Microsoft has responded by noting that Microsoft Defender for Office 365 can detect malicious emails, HTML files, and other components associated with device code phishing. But detection is only part of the answer. Proofpoint's recommendation is more aggressive: organizations should implement conditional access policies that block device code flow for all users where possible, and use an allow-list approach—permitting it only for specific, trusted scenarios—where blocking it entirely isn't feasible. The human element remains the weakest link. Users need to understand that requests to enter two-factor authentication codes, device codes, or any form of verification can be phishing attempts, even when they appear to come from legitimate Microsoft processes. The attackers are betting that most people won't think twice before entering a code that looks official.
Citas Notables
We have tracked multiple state-aligned threat actors abusing OAuth device code authorization for account takeover since January 2025, with Russia-aligned actors most widely using this technique, though suspected China-aligned activity and other unattributed espionage campaigns are also using this attack vector.— Proofpoint threat research team
Organizations should create a conditional access policy that blocks device code flow for all users where possible, and employ an allow-list approach where not.— Proofpoint
La Conversación del Hearth Otra perspectiva de la historia
Why would nation-states bother with something this simple? Wouldn't they have access to more sophisticated tools?
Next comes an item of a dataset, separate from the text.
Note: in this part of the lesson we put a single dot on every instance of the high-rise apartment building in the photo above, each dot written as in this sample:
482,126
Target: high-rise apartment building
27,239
They would, and they do. But this works. It's reliable, it scales, and it doesn't require zero-days or custom malware. When you're trying to compromise hundreds or thousands of accounts, simplicity is an asset.
So the attacker never actually breaks into Microsoft's systems?
No. They're not attacking Microsoft. They're attacking the user. They're using Microsoft's own authorization process as a delivery mechanism. The company's security is working exactly as designed—it's the human on the other end who's the vulnerability.
If Microsoft Defender can detect these attacks, why is the surge still happening?
Detection and prevention aren't the same thing. Defender can flag suspicious emails, but if the user has already clicked the link and entered the code, detection comes too late. The real defense is preventing the device code flow from working in the first place, or making sure users never see the phishing message at all.
What makes this different from regular phishing?
The legitimacy. A typical phishing email tries to trick you into going to a fake login page. This one sends you to a real Microsoft process. The code you're entering is real. The authorization flow is real. The only fake part is the person asking you to do it.
Are individual users at risk, or is this mainly targeting organizations?
Both. But organizations are the real target. A compromised corporate account gives you access to email, files, collaboration tools, and often the internal network. That's why the nation-states are doing this at scale.